In AES Ust-Kamenogorsk Hydropwer Plant LLP v Ust-Kamenogorsk Hydropower Plant JSC [2010] EWHC 722 (Comm) the High Court ruled that it had jurisdiction to grant declarations and continue an anti-suit injunction to protect an arbitration clause in a contract between two Kazakhstani companies, AES Ust-Kamenogorsk Hydropwer Plant LLP (AESUK) and Ust-Kamenogorsk Hydropower Plant JSC (JSC).

Pursuant to a complex series of contracts (the detail of which was not relevant to the case) JSC was effectively the owner and grantor of a 20 year concession to operate a hydroelectric plant in Kazakhstan and AESUK was the grantee and lessee of said concession. During the course of the concession, various disputes arose between the parties, principally relating to an alleged failure by AESUK to comply with requests by JSC for information regarding the value of the concession.

This resulted in JSC bringing proceedings in the Kazakhstan courts, which AESUK disputed on the grounds of the existence of an English arbitration clause in the concession agreement. AESUK was unsuccessful in its opposition to the claims in Kazakhstan and so obtained an ex parte anti-suit injunction in England. It then applied in the present proceedings for declarations that the arbitration clause was valid, that the dispute regarding the supply of information fell within the clause and that the anti-suit injunction ought to be continued pursuant to either s44 of the Arbitration Act 1996 (which gives the court powers to make orders in support of arbitrations on the application of a party or proposed party to the arbitration), or s37 of the Superior Courts Act 1981 (which gives the court general powers to grant injunctions). JSC argued, inter alia, that the English courts did not have jurisdiction to grant an injunction as it was not permissible to rely on either statute referred to above. There was, therefore, no arbitration claim which could have formed the basis of an application to serve an arbitration claim form out of the jurisdiction under CPR 62 and the claim did not fall within any of the jurisdictional "gateways" in CPR 62.5.

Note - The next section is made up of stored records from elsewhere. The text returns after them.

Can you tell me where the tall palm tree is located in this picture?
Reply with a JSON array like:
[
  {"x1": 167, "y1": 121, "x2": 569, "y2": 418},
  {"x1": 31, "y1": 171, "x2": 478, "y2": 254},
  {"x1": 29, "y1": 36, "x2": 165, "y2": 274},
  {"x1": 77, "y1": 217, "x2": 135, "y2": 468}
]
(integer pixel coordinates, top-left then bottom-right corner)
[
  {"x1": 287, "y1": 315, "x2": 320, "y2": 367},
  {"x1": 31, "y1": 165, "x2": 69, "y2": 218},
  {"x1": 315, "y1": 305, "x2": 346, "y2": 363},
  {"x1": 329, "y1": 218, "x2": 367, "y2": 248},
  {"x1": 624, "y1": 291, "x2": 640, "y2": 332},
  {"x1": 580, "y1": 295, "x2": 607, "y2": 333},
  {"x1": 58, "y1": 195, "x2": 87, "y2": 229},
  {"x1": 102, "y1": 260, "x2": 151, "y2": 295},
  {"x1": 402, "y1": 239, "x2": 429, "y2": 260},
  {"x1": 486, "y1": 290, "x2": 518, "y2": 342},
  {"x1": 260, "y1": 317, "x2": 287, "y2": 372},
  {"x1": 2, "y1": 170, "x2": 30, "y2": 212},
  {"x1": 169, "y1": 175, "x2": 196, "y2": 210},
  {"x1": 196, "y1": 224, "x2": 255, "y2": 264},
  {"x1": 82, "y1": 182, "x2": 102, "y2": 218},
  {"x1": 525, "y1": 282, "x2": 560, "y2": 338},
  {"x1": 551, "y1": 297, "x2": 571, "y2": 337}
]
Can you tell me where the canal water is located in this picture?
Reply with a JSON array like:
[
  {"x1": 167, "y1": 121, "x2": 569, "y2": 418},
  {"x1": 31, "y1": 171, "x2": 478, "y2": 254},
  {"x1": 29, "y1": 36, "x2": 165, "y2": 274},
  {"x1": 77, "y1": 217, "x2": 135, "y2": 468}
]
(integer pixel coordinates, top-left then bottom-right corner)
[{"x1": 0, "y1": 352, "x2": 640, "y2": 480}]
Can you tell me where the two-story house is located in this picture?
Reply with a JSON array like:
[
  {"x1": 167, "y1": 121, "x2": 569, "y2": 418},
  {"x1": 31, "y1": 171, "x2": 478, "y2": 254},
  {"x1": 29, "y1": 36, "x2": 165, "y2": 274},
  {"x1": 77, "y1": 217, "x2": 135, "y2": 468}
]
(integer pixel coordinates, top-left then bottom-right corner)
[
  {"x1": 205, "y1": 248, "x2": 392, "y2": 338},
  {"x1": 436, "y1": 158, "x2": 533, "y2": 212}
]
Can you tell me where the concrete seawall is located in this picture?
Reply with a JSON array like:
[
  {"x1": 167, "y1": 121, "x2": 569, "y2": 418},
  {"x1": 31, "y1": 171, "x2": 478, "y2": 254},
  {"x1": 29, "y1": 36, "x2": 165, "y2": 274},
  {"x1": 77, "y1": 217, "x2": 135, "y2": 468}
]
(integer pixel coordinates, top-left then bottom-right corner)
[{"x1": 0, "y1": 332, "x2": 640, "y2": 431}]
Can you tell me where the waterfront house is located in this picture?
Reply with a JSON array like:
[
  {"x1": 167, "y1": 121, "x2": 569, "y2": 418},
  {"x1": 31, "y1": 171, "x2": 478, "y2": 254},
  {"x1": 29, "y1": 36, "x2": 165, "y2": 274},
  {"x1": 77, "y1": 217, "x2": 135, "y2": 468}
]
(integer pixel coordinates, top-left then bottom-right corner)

Mr Justice Burton held that AESUK could not rely on s44 Arbitration Act 1996 and could not, therefore, rely on the jurisdictional gateway contained in CPR 62.5(1)(b). Section 44 could only apply if there were actual or intended arbitration proceedings, which there were not in the present case, as AESUK did not intend to commence any proceedings, it merely wished to ensure that any proceedings brought against it would be brought by way of arbitration in England. However, s37 Superior Courts Act 1981 was wider than s44, and there was no reason why it could not be relied upon. It was not necessary for an application under s37 to be parasitic on a separate cause of action; the cause of action in this case was simply the enforcement of the arbitration clause. The gateway in CPR 62.5(1)(c) could therefore be used, even where there was no actual or intended arbitration proceedings, provided that the claimant in question was relying on a contractual right not be sued in a foreign country. The anti-suit injunction was therefore upheld. Burton J was careful to point out, however, that care should always be taken not to oust the arbitral jurisdiction in circumstances such as these.

Burton J went on to hold that any dispute as to the jurisdiction of the arbitrators over the claim or the applicability of the arbitration clause could be properly dealt with by the arbitrators in any future arbitration between the parties.

This case shows that it will not always be necessary for a party to have commenced arbitration proceedings before it turns to the English courts for declaratory or injunctive relief. However, it is likely this will only apply where the party seeking the anti-suit injunction is the defendant in the proposed action, and is not seeking to commence an arbitration, but is simply seeking to ensure that any action against it is taken in arbitration in England rather than elsewhere.